LONDON – Demis Hassabis, the chief executive of Google DeepMind, proposed on Monday a financial-industry-style regulatory framework for artificial intelligence: a standards body modeled on FINRA that would review frontier AI models before their release, staffed by technical experts and funded by the labs building the systems it assesses.
The proposal responds directly to criticism of recent ad hoc safety evaluations, including scrutiny of Anthropic’s Mythos model and OpenAI’s Sol system, which drew questions about the depth of technical review and the opacity of recommendations that labs were not required to follow.

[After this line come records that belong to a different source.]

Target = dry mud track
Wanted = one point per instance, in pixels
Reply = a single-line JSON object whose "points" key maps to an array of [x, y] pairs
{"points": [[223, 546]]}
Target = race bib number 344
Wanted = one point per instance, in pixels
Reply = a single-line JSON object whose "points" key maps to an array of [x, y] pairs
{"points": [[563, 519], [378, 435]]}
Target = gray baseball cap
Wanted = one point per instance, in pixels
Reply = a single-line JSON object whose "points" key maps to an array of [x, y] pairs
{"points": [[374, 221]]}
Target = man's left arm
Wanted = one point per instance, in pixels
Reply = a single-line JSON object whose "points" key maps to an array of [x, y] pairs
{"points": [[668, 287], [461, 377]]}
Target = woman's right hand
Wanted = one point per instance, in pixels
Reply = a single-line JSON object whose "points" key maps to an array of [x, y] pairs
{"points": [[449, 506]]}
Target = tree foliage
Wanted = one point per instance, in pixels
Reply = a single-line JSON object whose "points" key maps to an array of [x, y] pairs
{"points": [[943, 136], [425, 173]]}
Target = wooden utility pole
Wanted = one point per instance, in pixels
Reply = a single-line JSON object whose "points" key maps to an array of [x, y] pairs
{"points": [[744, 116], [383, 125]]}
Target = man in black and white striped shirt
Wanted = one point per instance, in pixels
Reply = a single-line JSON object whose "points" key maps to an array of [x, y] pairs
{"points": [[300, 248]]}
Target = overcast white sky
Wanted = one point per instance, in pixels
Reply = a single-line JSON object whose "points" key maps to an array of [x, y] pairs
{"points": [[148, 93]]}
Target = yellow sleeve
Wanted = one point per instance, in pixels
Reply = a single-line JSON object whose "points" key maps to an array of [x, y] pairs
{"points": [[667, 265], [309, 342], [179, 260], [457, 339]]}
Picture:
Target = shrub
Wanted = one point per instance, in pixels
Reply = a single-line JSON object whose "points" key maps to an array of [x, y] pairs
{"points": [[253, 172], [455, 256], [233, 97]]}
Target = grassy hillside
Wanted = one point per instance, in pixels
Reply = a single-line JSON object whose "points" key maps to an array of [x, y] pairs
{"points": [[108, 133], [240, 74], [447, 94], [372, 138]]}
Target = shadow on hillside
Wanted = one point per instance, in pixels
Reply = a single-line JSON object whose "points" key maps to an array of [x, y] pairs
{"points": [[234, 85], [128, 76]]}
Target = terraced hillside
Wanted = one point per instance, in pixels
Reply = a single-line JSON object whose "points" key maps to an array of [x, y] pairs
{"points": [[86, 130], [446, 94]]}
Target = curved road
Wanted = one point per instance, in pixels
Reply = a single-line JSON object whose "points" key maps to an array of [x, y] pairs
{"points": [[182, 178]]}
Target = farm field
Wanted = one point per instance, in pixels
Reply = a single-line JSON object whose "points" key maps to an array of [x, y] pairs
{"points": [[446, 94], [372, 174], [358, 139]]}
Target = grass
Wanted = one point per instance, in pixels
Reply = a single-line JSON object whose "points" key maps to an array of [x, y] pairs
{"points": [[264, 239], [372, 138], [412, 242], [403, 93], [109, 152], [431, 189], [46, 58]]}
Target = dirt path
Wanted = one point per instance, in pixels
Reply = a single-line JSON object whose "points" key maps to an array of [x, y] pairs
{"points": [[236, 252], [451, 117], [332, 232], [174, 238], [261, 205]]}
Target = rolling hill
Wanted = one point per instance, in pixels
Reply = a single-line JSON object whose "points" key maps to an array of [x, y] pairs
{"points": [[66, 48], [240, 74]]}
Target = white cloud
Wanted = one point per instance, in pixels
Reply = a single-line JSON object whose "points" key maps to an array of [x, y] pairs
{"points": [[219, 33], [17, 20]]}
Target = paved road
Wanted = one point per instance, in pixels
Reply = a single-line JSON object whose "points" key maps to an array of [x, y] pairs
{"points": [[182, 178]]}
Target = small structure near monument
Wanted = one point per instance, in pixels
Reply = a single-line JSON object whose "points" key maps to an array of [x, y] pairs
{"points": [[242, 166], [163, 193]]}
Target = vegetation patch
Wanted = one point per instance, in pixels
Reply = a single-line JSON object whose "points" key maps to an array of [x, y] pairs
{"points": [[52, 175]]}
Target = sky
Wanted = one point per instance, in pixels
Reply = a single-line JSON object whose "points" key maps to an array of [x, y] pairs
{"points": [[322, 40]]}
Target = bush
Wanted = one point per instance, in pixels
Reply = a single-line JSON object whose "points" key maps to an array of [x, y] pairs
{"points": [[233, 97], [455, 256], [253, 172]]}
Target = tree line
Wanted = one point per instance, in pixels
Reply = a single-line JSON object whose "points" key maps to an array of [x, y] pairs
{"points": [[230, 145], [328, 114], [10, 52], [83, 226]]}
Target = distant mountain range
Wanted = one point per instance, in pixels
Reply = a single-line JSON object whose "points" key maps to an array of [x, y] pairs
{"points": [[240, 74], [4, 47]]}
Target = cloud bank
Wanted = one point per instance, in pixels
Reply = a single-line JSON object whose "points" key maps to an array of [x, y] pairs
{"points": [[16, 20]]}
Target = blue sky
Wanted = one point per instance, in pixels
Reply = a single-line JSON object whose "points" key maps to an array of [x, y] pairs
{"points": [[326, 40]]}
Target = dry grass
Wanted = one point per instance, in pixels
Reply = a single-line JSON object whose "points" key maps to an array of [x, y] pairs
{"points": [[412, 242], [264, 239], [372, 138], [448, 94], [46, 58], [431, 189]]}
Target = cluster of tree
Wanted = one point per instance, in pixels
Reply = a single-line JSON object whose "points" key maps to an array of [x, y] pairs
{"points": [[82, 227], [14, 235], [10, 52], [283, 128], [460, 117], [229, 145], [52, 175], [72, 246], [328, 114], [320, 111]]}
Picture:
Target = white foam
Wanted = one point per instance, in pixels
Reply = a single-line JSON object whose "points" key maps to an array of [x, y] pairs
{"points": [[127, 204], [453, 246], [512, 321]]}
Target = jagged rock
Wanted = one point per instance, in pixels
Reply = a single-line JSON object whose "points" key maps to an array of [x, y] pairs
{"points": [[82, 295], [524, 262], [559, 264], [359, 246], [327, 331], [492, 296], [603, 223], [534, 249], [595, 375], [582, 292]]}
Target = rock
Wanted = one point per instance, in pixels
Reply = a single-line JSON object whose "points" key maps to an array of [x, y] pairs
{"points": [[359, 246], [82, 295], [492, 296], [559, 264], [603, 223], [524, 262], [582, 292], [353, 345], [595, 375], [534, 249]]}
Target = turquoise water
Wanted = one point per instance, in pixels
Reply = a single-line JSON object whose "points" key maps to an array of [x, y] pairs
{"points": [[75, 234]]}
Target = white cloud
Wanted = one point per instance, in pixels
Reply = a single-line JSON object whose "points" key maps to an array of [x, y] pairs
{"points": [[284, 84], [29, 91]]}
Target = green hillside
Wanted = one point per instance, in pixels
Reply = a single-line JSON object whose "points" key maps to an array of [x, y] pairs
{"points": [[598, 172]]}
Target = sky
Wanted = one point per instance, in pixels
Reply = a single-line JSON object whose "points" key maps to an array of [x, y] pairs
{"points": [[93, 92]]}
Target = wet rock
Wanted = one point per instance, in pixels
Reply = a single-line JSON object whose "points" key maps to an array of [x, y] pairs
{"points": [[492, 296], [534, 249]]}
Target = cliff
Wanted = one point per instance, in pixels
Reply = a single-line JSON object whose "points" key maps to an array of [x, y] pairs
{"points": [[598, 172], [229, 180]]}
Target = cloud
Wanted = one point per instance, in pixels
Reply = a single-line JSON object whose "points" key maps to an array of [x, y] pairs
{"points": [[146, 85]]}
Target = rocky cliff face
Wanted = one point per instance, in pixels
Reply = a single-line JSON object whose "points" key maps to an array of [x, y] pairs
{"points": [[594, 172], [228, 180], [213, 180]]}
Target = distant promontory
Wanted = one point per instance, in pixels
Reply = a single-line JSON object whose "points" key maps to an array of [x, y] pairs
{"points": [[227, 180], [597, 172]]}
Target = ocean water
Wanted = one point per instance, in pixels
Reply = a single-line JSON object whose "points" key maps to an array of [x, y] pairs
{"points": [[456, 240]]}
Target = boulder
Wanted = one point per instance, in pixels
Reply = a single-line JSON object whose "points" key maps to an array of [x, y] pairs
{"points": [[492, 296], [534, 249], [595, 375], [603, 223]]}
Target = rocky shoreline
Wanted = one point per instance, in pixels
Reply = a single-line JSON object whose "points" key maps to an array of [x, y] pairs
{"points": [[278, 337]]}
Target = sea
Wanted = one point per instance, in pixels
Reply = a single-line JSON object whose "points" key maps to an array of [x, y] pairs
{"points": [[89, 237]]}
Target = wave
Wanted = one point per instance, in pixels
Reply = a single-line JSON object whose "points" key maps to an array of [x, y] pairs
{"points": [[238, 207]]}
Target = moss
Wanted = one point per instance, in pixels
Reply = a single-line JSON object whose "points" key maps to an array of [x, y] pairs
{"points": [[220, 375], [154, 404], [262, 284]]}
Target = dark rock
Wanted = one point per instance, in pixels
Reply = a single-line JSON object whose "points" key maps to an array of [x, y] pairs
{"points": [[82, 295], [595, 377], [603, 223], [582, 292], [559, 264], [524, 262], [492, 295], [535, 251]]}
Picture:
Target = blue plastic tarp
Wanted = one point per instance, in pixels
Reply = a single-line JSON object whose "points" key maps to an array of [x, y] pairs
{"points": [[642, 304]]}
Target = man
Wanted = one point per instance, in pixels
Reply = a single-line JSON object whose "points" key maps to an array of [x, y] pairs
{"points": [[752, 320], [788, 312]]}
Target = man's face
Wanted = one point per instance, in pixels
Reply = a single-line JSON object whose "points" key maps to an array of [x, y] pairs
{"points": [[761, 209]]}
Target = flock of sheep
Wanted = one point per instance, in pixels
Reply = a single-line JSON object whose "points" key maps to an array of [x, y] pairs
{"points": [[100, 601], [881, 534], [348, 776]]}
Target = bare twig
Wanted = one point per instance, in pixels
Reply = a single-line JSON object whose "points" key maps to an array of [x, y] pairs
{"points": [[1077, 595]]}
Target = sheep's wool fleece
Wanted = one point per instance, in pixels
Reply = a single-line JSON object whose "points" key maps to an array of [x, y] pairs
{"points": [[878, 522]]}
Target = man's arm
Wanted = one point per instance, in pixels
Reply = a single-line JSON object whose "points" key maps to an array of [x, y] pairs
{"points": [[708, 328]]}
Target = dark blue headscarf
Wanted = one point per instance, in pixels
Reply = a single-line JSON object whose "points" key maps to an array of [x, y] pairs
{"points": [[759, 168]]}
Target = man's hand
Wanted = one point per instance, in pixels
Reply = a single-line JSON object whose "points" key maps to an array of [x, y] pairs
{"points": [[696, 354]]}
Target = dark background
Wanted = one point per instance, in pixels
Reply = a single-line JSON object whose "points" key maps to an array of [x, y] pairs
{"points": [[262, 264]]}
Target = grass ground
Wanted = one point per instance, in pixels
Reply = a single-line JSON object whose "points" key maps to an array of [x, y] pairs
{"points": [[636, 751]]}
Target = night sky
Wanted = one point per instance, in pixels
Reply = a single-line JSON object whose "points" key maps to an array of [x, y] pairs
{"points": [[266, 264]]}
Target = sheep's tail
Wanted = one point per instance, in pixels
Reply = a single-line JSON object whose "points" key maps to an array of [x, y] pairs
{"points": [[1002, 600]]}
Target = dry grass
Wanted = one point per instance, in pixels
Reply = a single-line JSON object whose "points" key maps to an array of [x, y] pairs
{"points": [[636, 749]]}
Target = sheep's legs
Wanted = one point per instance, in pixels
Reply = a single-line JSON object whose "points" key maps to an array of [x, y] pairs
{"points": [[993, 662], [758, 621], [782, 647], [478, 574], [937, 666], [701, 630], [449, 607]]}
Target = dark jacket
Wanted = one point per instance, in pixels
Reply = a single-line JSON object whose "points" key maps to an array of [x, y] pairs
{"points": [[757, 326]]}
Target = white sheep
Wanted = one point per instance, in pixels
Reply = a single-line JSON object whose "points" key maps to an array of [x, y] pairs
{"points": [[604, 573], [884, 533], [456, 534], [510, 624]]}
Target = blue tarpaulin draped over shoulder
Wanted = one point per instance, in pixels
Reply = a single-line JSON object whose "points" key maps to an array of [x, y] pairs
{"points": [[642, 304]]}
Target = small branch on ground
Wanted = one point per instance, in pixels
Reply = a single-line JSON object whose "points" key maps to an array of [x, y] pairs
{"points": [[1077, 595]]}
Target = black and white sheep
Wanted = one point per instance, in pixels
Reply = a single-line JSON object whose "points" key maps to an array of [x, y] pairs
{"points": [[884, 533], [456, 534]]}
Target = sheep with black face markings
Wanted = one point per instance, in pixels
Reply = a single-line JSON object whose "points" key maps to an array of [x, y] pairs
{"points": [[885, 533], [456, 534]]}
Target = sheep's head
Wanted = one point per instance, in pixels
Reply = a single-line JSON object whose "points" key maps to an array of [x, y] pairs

Under Hassabis’s plan, the body would hold a 30-day window to assess models before each release – short by most regulatory standards, but considerably longer than existing informal pre-release evaluations.
“The strength of this approach is it would be technically focused, while at the same time supporting innovation,” Hassabis wrote in a public post outlining the proposal, adding that frontier labs would initially share models with the body up to 30 days before release on a voluntary basis. The body would be backed by the United States government but financed by the AI industry and governed independently – similar to how FINRA operates under the Securities and Exchange Commission without being a government agency.
Staffing would draw from open-source communities and technical practitioners, and the structure is designed to reduce dependence on legislative action. Hassabis floated the possibility that what starts as voluntary participation could eventually become a de facto requirement for United States market deployment – a mechanism to enforce compliance without a congressional mandate. The body would also collaborate with labs after release to address critical vulnerabilities discovered in deployed systems.
The White House has already ruled out the more prescriptive alternative. Sriram Krishnan, the administration’s AI policy adviser, said recently that there will not be an FDA for artificial intelligence – rejecting the pre-market approval model that some safety researchers have proposed. That position created a gap the DeepMind proposal is explicitly designed to fill: a formal review window, real technical expertise, and independent governance, without requiring a vote in Congress.
The frontier model market that Hassabis is trying to bring under a governance framework is moving quickly. DeepSeek is in talks to raise $1.5 billion at a $71 billion valuation ahead of a planned IPO, with Chinese state investors and Tencent among the backers. A self-regulatory body covering only U.S.-based labs or only those that choose to participate would face immediate questions about whether it actually addresses the conditions that make frontier model releases high-stakes in the first place.

The proposal’s most significant structural limitation is also its most explicit one. A lab that submits a model, receives critical findings, and launches anyway faces no enforcement mechanism under the body as described. Hassabis acknowledged the voluntary nature of the initial framework, but the path to mandatory compliance he sketched depends on an authority that the body has not yet earned – and that no existing institution has so far been willing to confer.
That question matters differently depending on which lab you’re talking about. DeepMind’s proposal would apply to its own systems as much as to any competitor’s, which gives it a credibility that purely industry-association governance frameworks lack. Hassabis is proposing a structure that constrains himself along with everyone else. Whether that gesture converts into a functioning body depends on whether OpenAI, Anthropic, and other frontier labs agree to participate – and whether participation under a 30-day pre-release window produces reviews meaningful enough to delay a launch when the findings warrant it.
The FINRA parallel Hassabis invokes is instructive in ways that complicate the comparison. FINRA can impose fines, suspend licenses, and bar individuals from the industry. An AI standards body built on voluntary industry funding and optional submission would have none of those mechanisms at launch. The credibility of any findings it produces, and the pressure on labs to take those findings seriously, would depend on whether the reviews are technically rigorous enough to be seen as authoritative rather than convenient. That is precisely what existing evaluations have been criticized for failing to achieve.